Un altro rilievo vogliamo fare, ed anche questo a vostro encomio ed a vostro incoraggiamento; ed è la serietà del vostro lavoro. Sono tali e tanti i tentativi con cui la società moderna stimola all’azione i suoi membri: che non è meraviglia se molti di essi rimangono tentativi e non realizzano effetti concreti e duraturi. Tante iniziative rimangono sporadiche, riscuotono adesioni formali, hanno manifestazioni occasionali o stagionali, nascono e scompaiono secondo un interesse momentaneo, restano superficiali e non impegnano l’anima, non prendono la vita. Non così «Rinascita». Dobbiamo rilevare con soddisfazione ch’essa ha fatto sua la legge dei semi evangelici: «fructum afferunt in patientia» (Luc. 8, 15), portano frutto nella pazienza, nella costanza, nella perseveranza.
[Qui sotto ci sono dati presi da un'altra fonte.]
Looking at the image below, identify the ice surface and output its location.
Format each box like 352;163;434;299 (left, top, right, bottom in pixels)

Dobbiamo lodare la metodicità del suo lavoro, e perciò lo sforzo, la risolutezza, il sacrificio ch’esso comporta. Dobbiamo notar come, seguendo la didattica felicemente invalsa nelle associazioni cattoliche, anche «Rinascita» determina chiaramente i suoi temi di studio, di discussione e di azione, in piani annuali, bene ordinati, risoluti a vincere la superficie dell’attenzione passiva per entrare nella circolazione interiore del pensiero, per crearvi problemi, per darvi riposte, per suscitare desideri, per superare timidezze e pigrizie, per tradursi in propositi. per passare all’azione. Cotesto è buon metodo, cotesto è buon lavoro. Così si formano personalità forti e decise, così si evita di fare dell’apostolato sia un’esperienza da dilettanti, sia un’abitudine di mestiere.
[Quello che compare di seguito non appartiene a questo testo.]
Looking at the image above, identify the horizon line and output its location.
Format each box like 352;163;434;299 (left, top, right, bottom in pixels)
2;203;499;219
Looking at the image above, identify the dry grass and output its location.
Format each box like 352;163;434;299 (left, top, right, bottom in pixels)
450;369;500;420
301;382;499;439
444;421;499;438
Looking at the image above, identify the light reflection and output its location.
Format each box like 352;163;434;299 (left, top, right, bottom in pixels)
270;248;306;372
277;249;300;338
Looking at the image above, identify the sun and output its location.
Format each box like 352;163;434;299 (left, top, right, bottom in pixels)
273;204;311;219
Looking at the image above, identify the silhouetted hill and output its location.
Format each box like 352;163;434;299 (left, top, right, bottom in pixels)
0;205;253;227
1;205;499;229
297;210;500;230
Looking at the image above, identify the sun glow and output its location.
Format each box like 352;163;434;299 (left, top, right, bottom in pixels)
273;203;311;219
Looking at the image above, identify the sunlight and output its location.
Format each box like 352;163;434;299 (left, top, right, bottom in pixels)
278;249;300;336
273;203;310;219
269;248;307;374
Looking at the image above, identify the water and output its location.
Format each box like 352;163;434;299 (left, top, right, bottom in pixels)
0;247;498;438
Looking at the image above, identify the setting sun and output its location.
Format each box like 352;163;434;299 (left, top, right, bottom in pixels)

E tutto ciò merita plauso anche per un terzo rilievo che vogliamo fare, sempre con l’intenzione di convalidare quanto già «Rinascita» sta facendo; ed è il rilievo che vorremmo definire della «convergenza». Della convergenza cioè dei fini, cui «Rinascita» tende, verso quelli dell’apostolato del Laicato cattolico in generale, militante con metodi e con scopi suffragati dall’approvazione della Autorità ecclesiastica responsabile nella Chiesa di Dio.
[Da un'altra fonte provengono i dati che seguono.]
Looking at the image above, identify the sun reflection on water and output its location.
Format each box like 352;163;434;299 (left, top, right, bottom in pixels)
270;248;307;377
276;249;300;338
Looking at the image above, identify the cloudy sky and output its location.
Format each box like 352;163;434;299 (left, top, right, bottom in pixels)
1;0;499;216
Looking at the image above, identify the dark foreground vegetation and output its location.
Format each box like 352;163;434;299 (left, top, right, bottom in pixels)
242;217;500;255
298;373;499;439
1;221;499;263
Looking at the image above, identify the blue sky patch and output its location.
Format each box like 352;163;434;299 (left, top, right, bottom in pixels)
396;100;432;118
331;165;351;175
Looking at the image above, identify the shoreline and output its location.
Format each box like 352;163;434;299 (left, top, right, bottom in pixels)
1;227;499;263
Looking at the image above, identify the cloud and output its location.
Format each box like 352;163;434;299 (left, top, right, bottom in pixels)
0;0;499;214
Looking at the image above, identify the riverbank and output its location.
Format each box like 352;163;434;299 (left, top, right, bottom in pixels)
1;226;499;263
Questa prerogativa della convergenza suppone ed esige molte cose bellissime; suppone ed esige lo spirito di stima e di concordia con le altre forze e le altre forme, parimente militanti per la causa cattolica; suppone ed esige la visione aperta ed oggettiva dei problemi religiosi, morali e sociali del nostro tempo; suppone ed esige una certa uniformità di vedute e di contegno nei riguardi di situazioni bisognose di presenza e di attività da parte dei Cattolici, in filiale adesione ad eventuali orientamenti e direttive date da chi ne ha competenza; suppone ed esige un senso vivo e profondo della Chiesa, quale oggi va maturando, anche per effetto del Concilio ecumenico, nella coscienza di chi vuole davvero interpretare fedelmente il messaggio evangelico consegnato da Cristo ai suoi Apostoli, e per essi ai suoi fedeli. Questa capacità di conservare la propria relativa autonomia e la propria caratteristica funzionalità e di saperla armoniosamente innestare nel concento corale della operosità apostolica del Laicato cattolico, e, per questa via, nella missione rigeneratrice della fatica pastorale della Chiesa, è grande virtù e grande servizio alla causa di Cristo nella nostra società. E sarà grande merito, che Noi vivamente auguriamo che voi possiate mettere sempre nel novero delle vostre benemerenze.

Rimettiamo perciò in marcia franca ed accelerata, il Movimento di «Rinascita Cristiana» con la Nostra Apostolica Benedizione.